= Sylvia Law (planner) =

British town planner (1931–2004)

Sylvia Law OBE (29 March 1931 - 1 April 2004) was a British town planner who was the first woman to be elected as President of the Royal Town Planning Institute.

==Life and career==
She was born in Southport, Lancashire, the daughter of a cotton waste merchant. She grew up in Rochdale, and attended Bury Grammar School for Girls and Lowther College, Bodelwyddan Castle, North Wales, before studying geography at Girton College, Cambridge. She began work as a teacher at Benenden School before leaving to join Unilever as a researcher. However, she became increasingly interested in urban planning and architecture, particularly the work of Frank Lloyd Wright, and decided to become a planner.

In 1959 she started work as a planning researcher with Kent County Council, and studied for her planning qualification at Regent Street Polytechnic in central London. Influenced by the work of planning pioneer Patrick Geddes, she developed strong socialist beliefs.
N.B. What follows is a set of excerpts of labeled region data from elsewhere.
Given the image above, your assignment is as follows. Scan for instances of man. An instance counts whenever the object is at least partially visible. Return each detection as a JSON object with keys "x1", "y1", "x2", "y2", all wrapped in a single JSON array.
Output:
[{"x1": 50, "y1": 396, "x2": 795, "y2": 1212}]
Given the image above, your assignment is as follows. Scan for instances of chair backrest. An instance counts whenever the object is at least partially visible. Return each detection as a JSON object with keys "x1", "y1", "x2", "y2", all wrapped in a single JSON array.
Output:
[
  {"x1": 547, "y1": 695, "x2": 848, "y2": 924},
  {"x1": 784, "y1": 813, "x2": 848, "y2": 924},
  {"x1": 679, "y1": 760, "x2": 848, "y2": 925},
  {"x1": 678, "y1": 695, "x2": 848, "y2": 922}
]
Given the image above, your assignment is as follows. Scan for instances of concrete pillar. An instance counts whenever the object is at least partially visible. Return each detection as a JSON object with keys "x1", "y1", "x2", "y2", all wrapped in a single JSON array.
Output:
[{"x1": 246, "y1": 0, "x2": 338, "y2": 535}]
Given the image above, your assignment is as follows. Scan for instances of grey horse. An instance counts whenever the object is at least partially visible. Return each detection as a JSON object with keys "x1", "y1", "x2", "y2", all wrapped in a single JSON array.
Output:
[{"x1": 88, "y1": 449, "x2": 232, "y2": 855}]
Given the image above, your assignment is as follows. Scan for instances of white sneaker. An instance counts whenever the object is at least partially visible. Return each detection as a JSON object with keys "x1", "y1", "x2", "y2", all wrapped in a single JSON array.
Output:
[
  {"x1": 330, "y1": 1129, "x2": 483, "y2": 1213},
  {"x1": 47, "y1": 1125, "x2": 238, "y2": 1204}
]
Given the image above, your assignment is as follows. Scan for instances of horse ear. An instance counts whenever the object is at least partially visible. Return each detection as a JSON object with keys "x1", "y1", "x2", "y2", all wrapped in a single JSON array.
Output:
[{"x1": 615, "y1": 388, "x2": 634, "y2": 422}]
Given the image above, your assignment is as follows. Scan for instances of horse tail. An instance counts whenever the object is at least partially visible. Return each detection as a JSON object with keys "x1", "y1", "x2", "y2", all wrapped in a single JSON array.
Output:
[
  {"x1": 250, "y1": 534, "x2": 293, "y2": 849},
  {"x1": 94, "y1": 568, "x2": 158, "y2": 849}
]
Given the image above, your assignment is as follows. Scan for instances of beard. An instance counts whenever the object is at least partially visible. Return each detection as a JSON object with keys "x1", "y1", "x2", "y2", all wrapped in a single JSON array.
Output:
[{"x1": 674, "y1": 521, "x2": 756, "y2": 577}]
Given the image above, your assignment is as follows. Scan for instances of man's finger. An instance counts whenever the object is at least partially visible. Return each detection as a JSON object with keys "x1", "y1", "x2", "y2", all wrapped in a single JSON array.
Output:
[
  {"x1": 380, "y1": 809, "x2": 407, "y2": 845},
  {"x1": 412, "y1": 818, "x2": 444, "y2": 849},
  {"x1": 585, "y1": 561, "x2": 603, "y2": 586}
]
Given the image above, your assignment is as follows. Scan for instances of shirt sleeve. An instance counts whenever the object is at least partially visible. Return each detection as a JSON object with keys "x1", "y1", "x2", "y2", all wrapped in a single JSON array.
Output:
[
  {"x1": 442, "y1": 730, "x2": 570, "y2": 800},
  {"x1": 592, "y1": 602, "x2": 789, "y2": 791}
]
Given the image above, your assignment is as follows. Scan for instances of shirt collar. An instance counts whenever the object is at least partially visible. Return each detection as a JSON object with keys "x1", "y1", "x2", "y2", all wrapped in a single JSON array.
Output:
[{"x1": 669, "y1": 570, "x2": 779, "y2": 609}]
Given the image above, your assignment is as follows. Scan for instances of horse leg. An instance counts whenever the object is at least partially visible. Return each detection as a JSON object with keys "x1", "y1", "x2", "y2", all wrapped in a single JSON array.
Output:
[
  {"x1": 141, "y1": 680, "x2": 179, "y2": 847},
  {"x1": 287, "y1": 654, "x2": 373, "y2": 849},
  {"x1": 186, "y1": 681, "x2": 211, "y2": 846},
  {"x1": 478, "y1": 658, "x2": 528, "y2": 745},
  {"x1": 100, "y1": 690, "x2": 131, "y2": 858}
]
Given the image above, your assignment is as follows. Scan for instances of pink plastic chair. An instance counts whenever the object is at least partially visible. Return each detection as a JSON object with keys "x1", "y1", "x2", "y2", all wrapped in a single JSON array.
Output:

Her work in Kent highlighted the damaging effects of suburban sprawl on the countryside, and led to firmer policies of control on the development of the area. In 1964 she began working for the Greater London Council, primarily working on public open space provision and outdoor recreation issues, and remaining there until she retired in 1986. She was actively involved in the Countryside Recreation Research Advisory Group (CRRAG), which created a framework for planning for the recreational and open space needs of communities.

She was elected as a member of the Royal Town Planning Institute's Council in 1965, remaining a member until 1978. She was elected as the RTPI President for 1974, becoming the first woman ever to hold the office, in the organisation's sixtieth anniversary year. She also chaired the Institute's education committee, responsible for the institute's examination processes, and led working groups on the Community Land Bill and on the future of planning. She was appointed OBE in 1975.